Generally, these interfaces have an address bus and a data bus. If you're going parallel to parallel, as you are when going CPU to SCSI, the data doesn't really change. So, if you're a little creative, you can just tie the address and control lines to your microcontroller and use it to control where the data lines go by changing the state of multiplexers and/or bus switches. You may need to latch the data however, which is another component, unless you can find it combined with the multiplexer or bus switch, which you might, because TI makes a logic chip for just about every function a person could imagine....

So the address/control lines and the microcontroller do all the "thinking" about where the data should go, but the data doesn't pass through the microcontroller, it is routed to the appropriate destination by the microcontroller.

Now, if your plan is to use a microcontroller with a built-in USB bus, for example, this idea does not work so well, since the data probably needs to go into the microcontroller in order to come out of the microcontroller's USB pins.

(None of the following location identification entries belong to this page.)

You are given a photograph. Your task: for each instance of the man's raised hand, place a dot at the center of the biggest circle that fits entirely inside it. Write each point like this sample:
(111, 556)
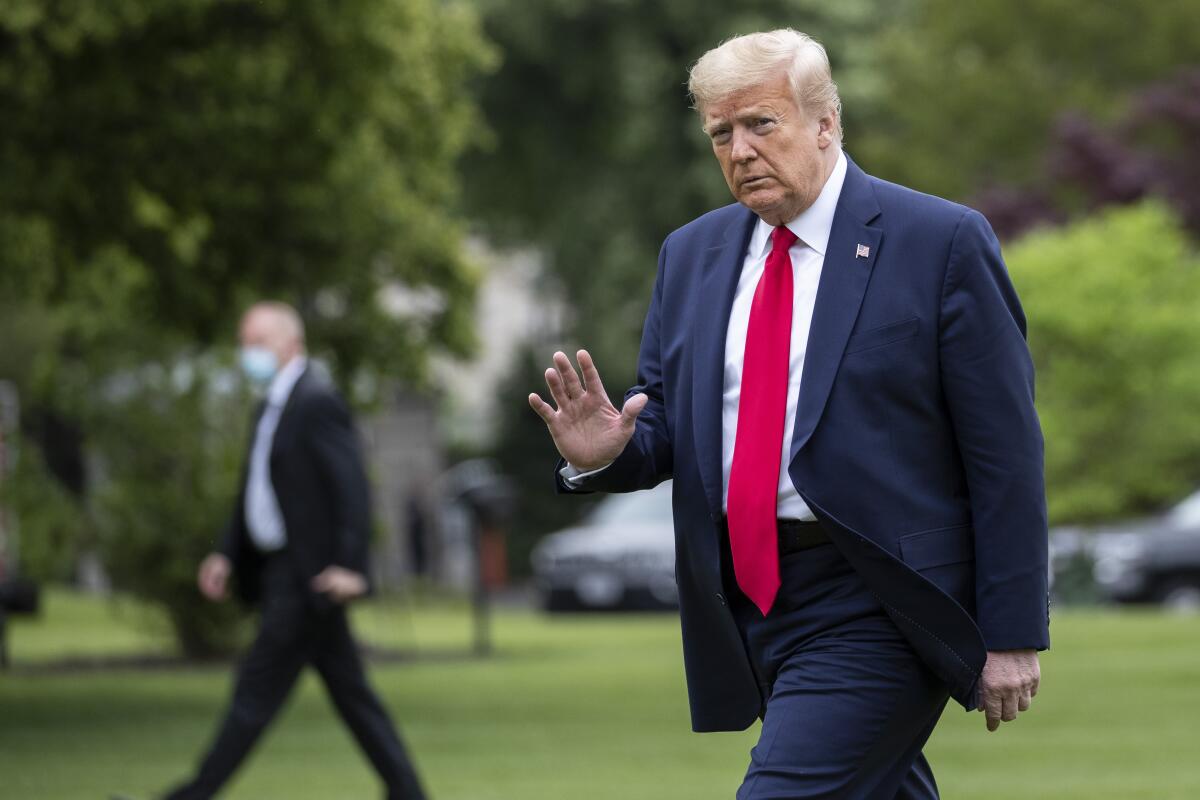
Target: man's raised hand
(587, 428)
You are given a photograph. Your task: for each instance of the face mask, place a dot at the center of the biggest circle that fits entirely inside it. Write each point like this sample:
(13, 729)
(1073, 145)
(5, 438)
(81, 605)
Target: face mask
(258, 364)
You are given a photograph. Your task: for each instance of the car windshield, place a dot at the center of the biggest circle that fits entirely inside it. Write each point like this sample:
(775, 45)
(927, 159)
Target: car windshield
(1187, 512)
(653, 505)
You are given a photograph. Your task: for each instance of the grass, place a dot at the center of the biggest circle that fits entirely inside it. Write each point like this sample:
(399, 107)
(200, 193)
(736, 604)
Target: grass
(585, 708)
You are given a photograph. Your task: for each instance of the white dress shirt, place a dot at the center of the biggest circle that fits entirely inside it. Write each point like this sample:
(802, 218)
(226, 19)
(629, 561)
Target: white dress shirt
(811, 228)
(264, 521)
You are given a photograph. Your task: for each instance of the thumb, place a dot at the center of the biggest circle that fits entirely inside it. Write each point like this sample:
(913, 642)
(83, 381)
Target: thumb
(631, 408)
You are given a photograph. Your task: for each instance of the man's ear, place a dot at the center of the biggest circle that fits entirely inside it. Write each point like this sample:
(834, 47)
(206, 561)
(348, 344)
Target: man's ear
(827, 126)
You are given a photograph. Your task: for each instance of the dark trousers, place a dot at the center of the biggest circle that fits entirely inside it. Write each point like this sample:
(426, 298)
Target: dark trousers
(297, 631)
(850, 704)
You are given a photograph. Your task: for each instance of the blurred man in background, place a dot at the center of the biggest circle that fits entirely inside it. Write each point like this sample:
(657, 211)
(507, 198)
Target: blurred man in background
(298, 546)
(834, 373)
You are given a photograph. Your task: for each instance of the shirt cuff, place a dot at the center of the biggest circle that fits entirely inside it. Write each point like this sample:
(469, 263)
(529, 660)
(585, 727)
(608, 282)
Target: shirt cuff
(575, 479)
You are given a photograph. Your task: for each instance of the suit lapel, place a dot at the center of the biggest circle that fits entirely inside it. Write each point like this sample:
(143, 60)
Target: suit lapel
(844, 278)
(283, 427)
(719, 282)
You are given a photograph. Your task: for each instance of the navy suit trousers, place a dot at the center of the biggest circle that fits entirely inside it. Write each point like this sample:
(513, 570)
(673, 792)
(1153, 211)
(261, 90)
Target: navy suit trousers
(849, 703)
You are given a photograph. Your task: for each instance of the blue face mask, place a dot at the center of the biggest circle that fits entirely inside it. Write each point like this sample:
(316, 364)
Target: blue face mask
(258, 364)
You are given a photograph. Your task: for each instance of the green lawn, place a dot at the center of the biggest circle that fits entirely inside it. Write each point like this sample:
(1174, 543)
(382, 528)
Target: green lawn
(583, 708)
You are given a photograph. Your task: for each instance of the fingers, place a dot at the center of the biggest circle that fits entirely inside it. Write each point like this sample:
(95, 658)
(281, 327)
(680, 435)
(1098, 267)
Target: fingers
(1008, 707)
(633, 407)
(541, 408)
(993, 711)
(591, 374)
(570, 378)
(557, 390)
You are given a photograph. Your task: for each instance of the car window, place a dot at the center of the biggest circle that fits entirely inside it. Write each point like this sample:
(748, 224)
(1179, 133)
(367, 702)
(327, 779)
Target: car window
(653, 505)
(1187, 512)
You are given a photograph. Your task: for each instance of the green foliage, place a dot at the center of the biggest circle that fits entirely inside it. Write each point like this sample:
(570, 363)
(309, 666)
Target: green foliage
(169, 455)
(167, 163)
(49, 512)
(971, 90)
(1111, 305)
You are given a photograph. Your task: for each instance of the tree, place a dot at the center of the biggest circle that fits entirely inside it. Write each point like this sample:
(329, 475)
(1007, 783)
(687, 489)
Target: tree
(972, 90)
(168, 162)
(1111, 302)
(1153, 149)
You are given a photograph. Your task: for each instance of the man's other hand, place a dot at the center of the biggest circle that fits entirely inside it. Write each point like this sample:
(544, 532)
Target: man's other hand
(340, 584)
(214, 577)
(1008, 684)
(587, 428)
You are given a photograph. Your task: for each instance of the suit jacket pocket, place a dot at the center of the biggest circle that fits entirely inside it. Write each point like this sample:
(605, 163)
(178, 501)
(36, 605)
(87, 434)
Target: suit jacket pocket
(883, 335)
(929, 548)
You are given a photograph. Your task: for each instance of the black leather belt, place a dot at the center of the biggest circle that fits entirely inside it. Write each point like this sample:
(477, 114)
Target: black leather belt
(796, 535)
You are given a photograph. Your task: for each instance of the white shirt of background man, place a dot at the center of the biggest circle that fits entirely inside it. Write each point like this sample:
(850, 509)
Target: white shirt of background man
(263, 516)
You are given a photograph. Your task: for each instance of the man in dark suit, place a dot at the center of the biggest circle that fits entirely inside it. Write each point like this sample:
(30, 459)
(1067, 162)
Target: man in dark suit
(834, 373)
(298, 546)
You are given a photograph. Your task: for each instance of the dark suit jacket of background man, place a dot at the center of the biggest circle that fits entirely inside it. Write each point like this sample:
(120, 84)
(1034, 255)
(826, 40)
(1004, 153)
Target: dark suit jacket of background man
(317, 474)
(916, 443)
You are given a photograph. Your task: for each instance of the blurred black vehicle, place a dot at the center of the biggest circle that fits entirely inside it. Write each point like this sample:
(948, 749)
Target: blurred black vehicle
(1147, 560)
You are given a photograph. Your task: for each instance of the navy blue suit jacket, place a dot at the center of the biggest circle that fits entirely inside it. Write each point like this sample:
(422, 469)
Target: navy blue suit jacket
(916, 440)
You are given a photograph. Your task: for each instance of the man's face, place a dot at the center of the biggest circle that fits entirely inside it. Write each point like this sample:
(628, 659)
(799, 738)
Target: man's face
(261, 328)
(774, 156)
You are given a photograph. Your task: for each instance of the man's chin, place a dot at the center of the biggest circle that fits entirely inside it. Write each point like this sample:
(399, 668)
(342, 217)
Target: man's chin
(767, 208)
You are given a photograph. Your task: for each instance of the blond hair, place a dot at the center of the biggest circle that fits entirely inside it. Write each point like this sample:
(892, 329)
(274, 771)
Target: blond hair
(754, 59)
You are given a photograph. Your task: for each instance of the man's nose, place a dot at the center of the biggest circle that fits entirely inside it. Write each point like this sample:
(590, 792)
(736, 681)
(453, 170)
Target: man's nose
(742, 149)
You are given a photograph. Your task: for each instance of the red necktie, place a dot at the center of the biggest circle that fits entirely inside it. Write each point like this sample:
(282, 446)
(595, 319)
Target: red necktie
(762, 411)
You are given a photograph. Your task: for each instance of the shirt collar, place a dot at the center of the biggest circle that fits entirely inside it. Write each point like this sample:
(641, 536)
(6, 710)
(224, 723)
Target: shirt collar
(286, 380)
(813, 226)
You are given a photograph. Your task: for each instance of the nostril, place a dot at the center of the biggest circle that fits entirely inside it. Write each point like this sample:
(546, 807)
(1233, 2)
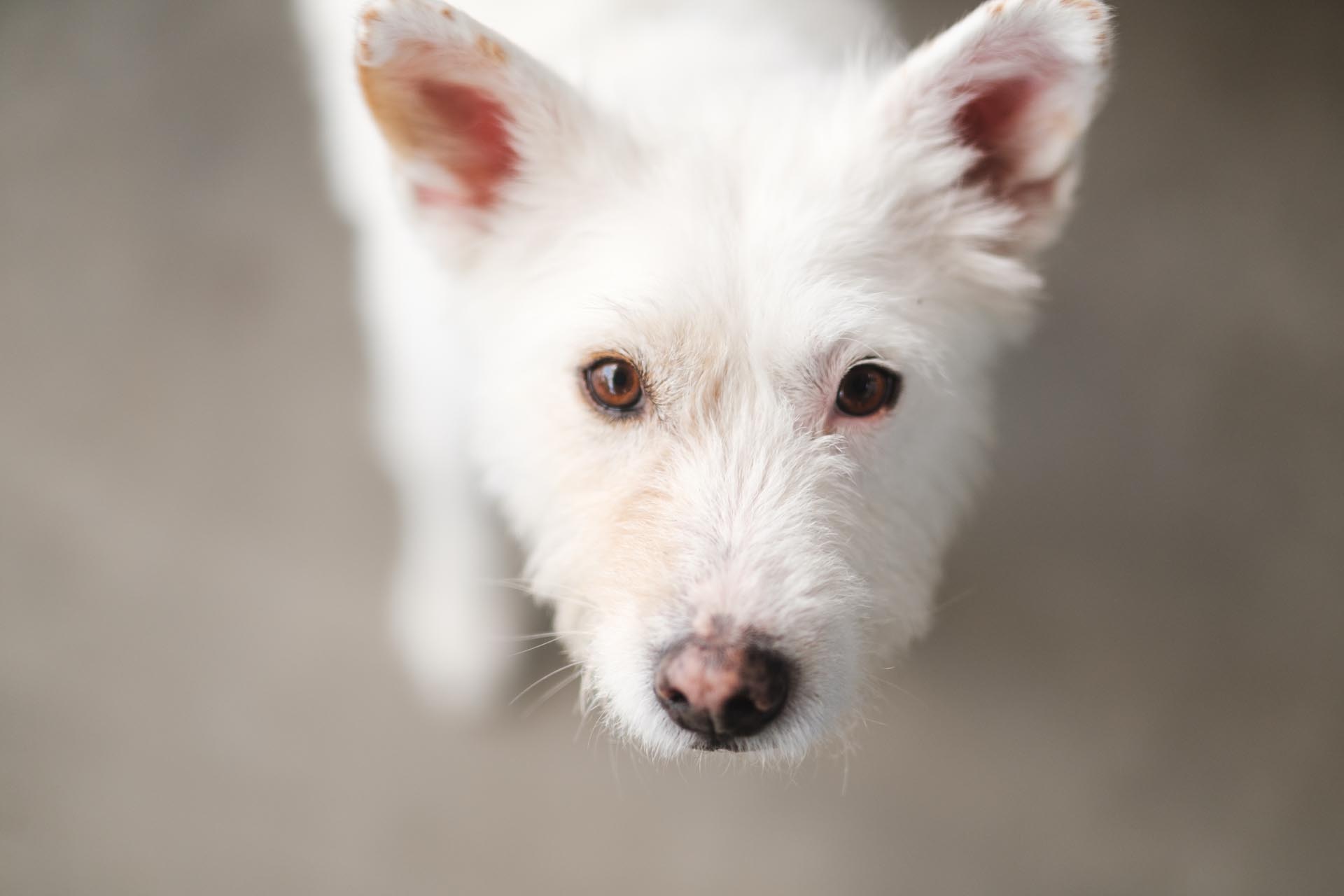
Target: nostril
(722, 690)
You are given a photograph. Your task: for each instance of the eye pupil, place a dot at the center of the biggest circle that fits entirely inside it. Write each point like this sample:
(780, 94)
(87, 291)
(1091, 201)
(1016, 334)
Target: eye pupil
(615, 383)
(866, 390)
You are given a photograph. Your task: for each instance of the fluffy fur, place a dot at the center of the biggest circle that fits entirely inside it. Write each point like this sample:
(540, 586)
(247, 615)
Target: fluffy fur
(745, 198)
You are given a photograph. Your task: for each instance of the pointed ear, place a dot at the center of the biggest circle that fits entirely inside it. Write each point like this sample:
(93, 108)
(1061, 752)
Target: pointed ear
(465, 112)
(1015, 86)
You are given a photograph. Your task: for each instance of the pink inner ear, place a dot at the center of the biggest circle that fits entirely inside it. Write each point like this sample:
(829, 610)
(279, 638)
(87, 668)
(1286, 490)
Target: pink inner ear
(991, 121)
(476, 148)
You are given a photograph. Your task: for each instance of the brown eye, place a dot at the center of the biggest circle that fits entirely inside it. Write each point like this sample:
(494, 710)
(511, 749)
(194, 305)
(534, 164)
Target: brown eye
(615, 384)
(866, 390)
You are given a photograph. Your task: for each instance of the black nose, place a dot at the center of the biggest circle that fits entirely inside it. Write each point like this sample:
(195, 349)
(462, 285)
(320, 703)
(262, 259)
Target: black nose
(722, 691)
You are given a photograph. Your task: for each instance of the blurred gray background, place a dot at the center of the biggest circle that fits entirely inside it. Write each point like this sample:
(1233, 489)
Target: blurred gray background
(1135, 687)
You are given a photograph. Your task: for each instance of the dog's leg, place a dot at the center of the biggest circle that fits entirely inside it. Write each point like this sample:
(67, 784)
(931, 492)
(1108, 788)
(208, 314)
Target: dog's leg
(449, 618)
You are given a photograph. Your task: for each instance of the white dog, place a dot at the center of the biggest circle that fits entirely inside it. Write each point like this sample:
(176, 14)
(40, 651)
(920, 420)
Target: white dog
(707, 296)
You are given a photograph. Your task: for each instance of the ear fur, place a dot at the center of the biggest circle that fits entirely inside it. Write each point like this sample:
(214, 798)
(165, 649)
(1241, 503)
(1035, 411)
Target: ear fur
(464, 111)
(1012, 88)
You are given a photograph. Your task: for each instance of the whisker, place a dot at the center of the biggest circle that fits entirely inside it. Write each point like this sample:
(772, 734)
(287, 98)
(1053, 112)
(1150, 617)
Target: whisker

But for many interface translations, this microcontroller as traffic cop idea is applicable.

So in the above (ROM, not mass storage) case, the one chip you would add would be a Flash or EEPROM. Something with 4 Mb or even 8 Mb is cheap these days. Then you just use the microcontroller to translate the address the Mac is supplying to whatever address you want to actually access on the EEPROM.

And that also brings up another thing. i could make a small little lightweight app you could run that would set the hardware to boot from the 64k rom or 128k rom.
because if i use an ATmega256, i could fit both ROMs in just the flash area. and use a control byte written into its eeprom to decide which one to boot from. simple enough, i would just have to give that control byte its own address space on the macintosh buss. just write a $01 or a $02 into that address space will determine which ROM to boot from.
Why not use an address in PRAM? I bet there's an unused one you could hijack. Then you'd just need a way for the ATmega256 to read the PRAM contents at boot up without interference from the 68000. I think there's a pin that will hold the 68000 inactive while the ATmega256 sneaks around behind its back.

Of course, if you follow this road to its conclusion, you'll figure out how to emulate the whole Mac in hardware, and simply build a replacement for all the slow hardware sitting in a microcontroller. :) But one thing at a time.

You might also want to take a look at the MCF522xx cold fire chips. The demo and development boards cost a bit ($99 & $300 respectively) but individually, the raw chips are cheap and the controllers are very capable.

 

techknight

Well-known member
I was working on an infocus projector unit that used coldfire microprocessors. but ill save that for another day another topic another forum. hehe.

As far as the idea i had, i was going to use the internal flash of the ATmega to hold the ROM images instead of an external chip, that way i can use less chips as possible. probably use a simple mainloop subroutine that looks at the address, does some simple address math and fetches the databyte on a read call. then the ports are switched on and outputted on the ports during an OE=true request. and anytime the OE is false, i tri-state the port outputs of the AVR into a high-Z state, probably not necessary but ill do it anyway. if i ran the atmega at 18 or 20mhz, it wouldnt really be a bottleneck for address/data fetches as the macintosh is running a mere 8mhz.